# 📓 I33-add-iquod-flags-raggedWOD

**Author:** Thomas Moore ( I'm just trying to run Bec Cowley's work )  
**Date:** 2025-04-14  
**Updated:** YYYY-MM-DD (if applicable)  
**Environment:** `/g/data/es60/users/thomas_moore/miniconda3/envs/tabular_oceans`  
**Tags:** troubleshoot, dask

---

### 📘 Description

This notebook my attempt to help trouble shoot https://github.com/CARSv2/cars-v2/blob/iquodFlags/src/features/add_iquod_flags_to_raggedWOD.py .  Issue: [https://github.com/CARSv2/cars-v2/issues/33](https://github.com/CARSv2/cars-v2/issues/33)
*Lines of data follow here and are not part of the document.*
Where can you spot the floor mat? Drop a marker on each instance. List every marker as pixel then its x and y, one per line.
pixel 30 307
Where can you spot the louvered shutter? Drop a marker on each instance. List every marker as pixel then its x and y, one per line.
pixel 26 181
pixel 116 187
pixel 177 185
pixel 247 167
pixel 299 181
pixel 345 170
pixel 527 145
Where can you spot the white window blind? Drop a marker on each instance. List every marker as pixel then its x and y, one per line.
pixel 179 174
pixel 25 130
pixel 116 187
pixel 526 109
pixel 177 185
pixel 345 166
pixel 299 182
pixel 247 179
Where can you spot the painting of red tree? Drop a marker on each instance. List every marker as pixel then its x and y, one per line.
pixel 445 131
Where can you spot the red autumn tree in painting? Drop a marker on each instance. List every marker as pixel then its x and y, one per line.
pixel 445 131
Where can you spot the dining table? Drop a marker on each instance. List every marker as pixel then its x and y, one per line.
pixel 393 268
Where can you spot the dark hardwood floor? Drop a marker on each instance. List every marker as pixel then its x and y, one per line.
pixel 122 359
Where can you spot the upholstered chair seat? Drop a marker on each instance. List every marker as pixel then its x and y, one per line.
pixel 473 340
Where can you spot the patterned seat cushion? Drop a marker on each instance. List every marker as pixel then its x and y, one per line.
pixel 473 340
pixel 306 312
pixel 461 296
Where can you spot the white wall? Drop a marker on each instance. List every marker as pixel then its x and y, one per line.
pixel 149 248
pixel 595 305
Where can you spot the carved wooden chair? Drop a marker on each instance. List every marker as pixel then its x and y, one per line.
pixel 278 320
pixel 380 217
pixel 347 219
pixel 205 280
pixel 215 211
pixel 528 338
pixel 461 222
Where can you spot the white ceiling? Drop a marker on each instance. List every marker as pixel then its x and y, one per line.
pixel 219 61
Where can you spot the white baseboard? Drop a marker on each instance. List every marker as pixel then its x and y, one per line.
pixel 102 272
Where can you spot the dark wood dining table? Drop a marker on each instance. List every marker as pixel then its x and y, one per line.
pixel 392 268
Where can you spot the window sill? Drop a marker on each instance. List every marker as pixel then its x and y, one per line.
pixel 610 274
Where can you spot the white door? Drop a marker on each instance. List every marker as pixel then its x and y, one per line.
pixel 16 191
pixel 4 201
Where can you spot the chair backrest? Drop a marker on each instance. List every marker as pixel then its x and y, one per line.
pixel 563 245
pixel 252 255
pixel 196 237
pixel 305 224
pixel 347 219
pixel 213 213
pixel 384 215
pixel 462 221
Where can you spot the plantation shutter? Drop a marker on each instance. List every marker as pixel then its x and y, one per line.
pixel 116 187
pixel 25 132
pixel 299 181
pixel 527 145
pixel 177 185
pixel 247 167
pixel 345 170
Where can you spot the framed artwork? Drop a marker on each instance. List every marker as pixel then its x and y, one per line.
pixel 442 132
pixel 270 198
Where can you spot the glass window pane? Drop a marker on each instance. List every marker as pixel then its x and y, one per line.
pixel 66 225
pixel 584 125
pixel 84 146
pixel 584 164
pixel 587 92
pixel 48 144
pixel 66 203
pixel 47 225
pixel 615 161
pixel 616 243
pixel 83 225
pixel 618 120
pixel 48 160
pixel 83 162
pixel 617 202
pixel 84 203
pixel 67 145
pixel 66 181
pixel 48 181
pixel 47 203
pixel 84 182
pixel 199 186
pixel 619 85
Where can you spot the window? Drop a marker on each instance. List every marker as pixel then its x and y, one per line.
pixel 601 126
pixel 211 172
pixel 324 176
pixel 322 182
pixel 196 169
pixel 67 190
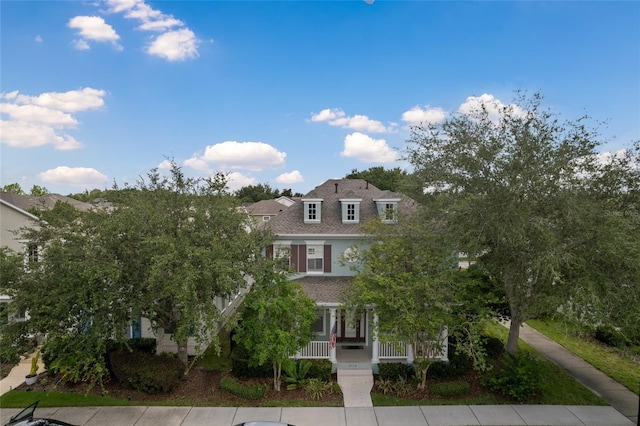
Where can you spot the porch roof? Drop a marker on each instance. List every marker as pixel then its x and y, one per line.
pixel 323 289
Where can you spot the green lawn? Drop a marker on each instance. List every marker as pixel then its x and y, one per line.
pixel 608 360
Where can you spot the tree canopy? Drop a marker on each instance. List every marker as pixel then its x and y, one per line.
pixel 165 251
pixel 276 322
pixel 526 195
pixel 408 274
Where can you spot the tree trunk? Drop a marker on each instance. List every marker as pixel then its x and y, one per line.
pixel 276 375
pixel 514 334
pixel 183 355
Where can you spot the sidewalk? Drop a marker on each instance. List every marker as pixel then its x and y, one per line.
pixel 620 398
pixel 336 416
pixel 16 376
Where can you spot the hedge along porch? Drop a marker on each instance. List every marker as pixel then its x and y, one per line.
pixel 356 342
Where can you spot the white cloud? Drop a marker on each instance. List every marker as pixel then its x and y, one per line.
pixel 43 120
pixel 175 45
pixel 237 180
pixel 430 115
pixel 337 117
pixel 474 104
pixel 94 28
pixel 368 150
pixel 254 156
pixel 81 44
pixel 291 177
pixel 75 176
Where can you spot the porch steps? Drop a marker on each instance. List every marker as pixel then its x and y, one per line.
pixel 356 385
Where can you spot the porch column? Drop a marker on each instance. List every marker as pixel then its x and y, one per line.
pixel 375 357
pixel 409 353
pixel 332 321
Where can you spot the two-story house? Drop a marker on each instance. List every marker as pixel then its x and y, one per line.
pixel 315 239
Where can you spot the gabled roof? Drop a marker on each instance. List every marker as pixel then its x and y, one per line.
pixel 291 221
pixel 45 202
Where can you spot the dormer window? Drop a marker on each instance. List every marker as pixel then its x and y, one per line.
pixel 388 209
pixel 312 210
pixel 350 210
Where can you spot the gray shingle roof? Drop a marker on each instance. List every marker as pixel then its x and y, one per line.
pixel 291 221
pixel 323 289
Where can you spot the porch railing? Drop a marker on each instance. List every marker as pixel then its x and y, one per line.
pixel 390 350
pixel 316 349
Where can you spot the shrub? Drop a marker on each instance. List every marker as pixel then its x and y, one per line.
pixel 295 372
pixel 493 347
pixel 320 369
pixel 231 385
pixel 458 365
pixel 316 388
pixel 610 337
pixel 241 368
pixel 395 370
pixel 147 373
pixel 386 386
pixel 518 377
pixel 455 388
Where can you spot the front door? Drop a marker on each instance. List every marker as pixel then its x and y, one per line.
pixel 352 327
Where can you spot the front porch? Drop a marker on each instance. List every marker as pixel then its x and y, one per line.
pixel 357 345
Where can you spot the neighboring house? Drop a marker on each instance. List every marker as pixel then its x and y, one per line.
pixel 310 238
pixel 12 219
pixel 265 210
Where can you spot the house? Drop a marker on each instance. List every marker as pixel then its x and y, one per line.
pixel 265 210
pixel 310 239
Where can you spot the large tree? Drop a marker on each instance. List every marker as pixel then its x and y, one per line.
pixel 408 275
pixel 276 322
pixel 165 250
pixel 516 188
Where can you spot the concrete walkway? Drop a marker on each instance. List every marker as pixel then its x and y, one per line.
pixel 17 374
pixel 336 416
pixel 356 387
pixel 621 398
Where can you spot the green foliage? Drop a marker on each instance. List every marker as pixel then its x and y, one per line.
pixel 34 364
pixel 457 366
pixel 518 376
pixel 320 369
pixel 76 358
pixel 456 388
pixel 252 392
pixel 317 389
pixel 395 370
pixel 611 337
pixel 148 373
pixel 529 198
pixel 276 321
pixel 14 188
pixel 295 372
pixel 242 368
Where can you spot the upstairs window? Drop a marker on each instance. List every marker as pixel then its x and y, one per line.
pixel 388 209
pixel 350 210
pixel 315 258
pixel 312 210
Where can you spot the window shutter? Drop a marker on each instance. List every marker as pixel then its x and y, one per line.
pixel 302 255
pixel 327 258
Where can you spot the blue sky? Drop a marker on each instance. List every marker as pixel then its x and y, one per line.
pixel 288 93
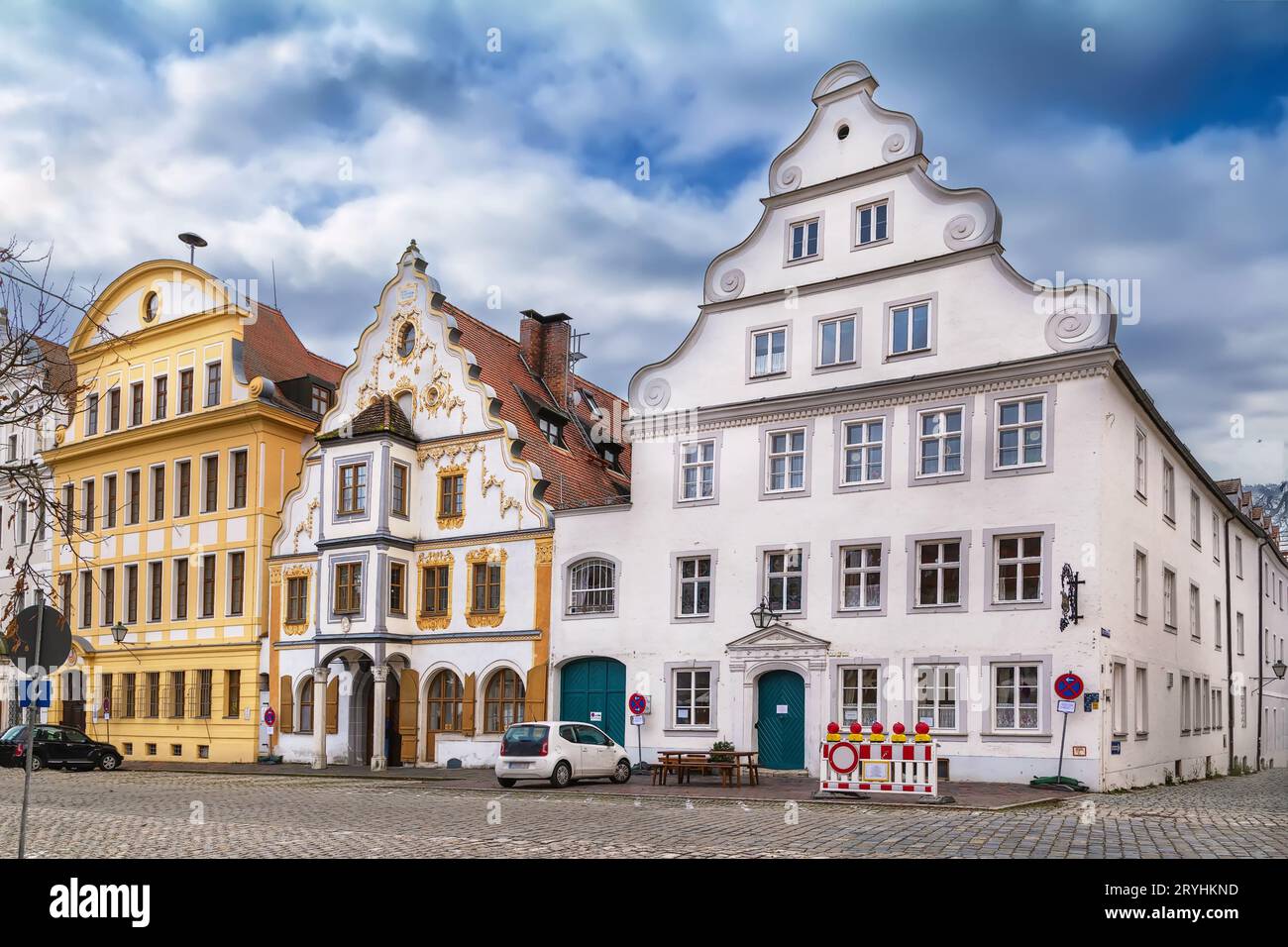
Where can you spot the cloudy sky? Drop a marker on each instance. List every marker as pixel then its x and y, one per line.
pixel 322 136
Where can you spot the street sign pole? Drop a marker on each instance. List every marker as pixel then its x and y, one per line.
pixel 31 729
pixel 1059 770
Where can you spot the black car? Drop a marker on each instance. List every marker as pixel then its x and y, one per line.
pixel 60 748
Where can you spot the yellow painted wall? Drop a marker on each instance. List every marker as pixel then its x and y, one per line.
pixel 271 437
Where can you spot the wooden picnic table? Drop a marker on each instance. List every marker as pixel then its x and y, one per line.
pixel 730 766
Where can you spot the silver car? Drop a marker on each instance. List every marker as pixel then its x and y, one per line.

Author = {"name": "Thomas Moore", "affiliation": "CSIRO", "email": "thomas.moore@csiro.au", "orcid": "0000-0003-3930-1946"}

In [1]:
# Load up each WOD ragged array netCDF file and add flags for iQuOD
# """
# The flags are contained in csv files with the following columns:
# - WOD unique cast identifier
# - iQuOD flag
# """
import logging
import warnings
warnings.simplefilter(action='ignore', category=FutureWarning)
import os
import pandas as pd
import xarray as xr
import pyarrow.dataset as pa_ds
import dask.dataframe as dd
from dask.distributed import Client

# Functions

In [2]:
def write_flags_to_wod(flag_file, file_name, out_file):
    # open the netcdf file for this dataset
    ds = xr.open_dataset(file_name)
    # get the unique cast identifiers
    wod_unique_cast = ds['wod_unique_cast'].values
    # create a new array to hold the flags, that is the same size as the 'Temperature_WODflag' variable
    flags = ds['Temperature_WODflag'].copy()
    # create a new dataframe to hold the flags
    flags_df = pd.DataFrame(flags.values)
    # add a column to the dataframe for the cast identifier
    flags_df['wod_unique_cast'] = flags_df.index.get_level_values(0)
    # set these values to zero for now
    flags_df['wod_unique_cast'] = 0
    flags_df['depthNumber'] = 0
    flags_df['wod_unique_cast'] = flags_df['wod_unique_cast'].astype('int64')
    flags_df['depthNumber'] = flags_df['depthNumber'].astype('int64')
    # drop the old index
    flags_df = flags_df.reset_index(drop=True)
    # drop the first column
    flags_df = flags_df.drop(columns=0)
    # loop over the unique cast identifiers and add the cast identifier to the flags_df for the same number of z_row_size 
    start = 0
    for i, cast in enumerate(wod_unique_cast):
        # get the length of the cast
        length = ds['Temperature_row_size'][i].values
        # fill the wod_unique_cast column with the cast identifier from the start to start + length
        flags_df['wod_unique_cast'].values[start:start + int(length)] = cast
        # fill the depthNumber column from 0 to length for this cast
        flags_df['depthNumber'].values[start:start + int(length)] = range(0, int(length))
        # update the start index for the next cast
        start = start + int(length)
    # read the parquet file with pyarrow and filter it to only include the cast identifiers in the flags_df
    dataset = pa_ds.dataset(flag_file, format="parquet")
    df_filtered = dataset.to_table(filter=pa_ds.field('wod_unique_cast').isin(wod_unique_cast))
    # convert the filtered table to a pandas dataframe
    df_filtered = df_filtered.to_pandas()
    # merge the flags dataframe with the parquet dataframe on the cast identifier and depth number
    flags_df = flags_df.merge(df_filtered, on=['wod_unique_cast', 'depthNumber'], how='left')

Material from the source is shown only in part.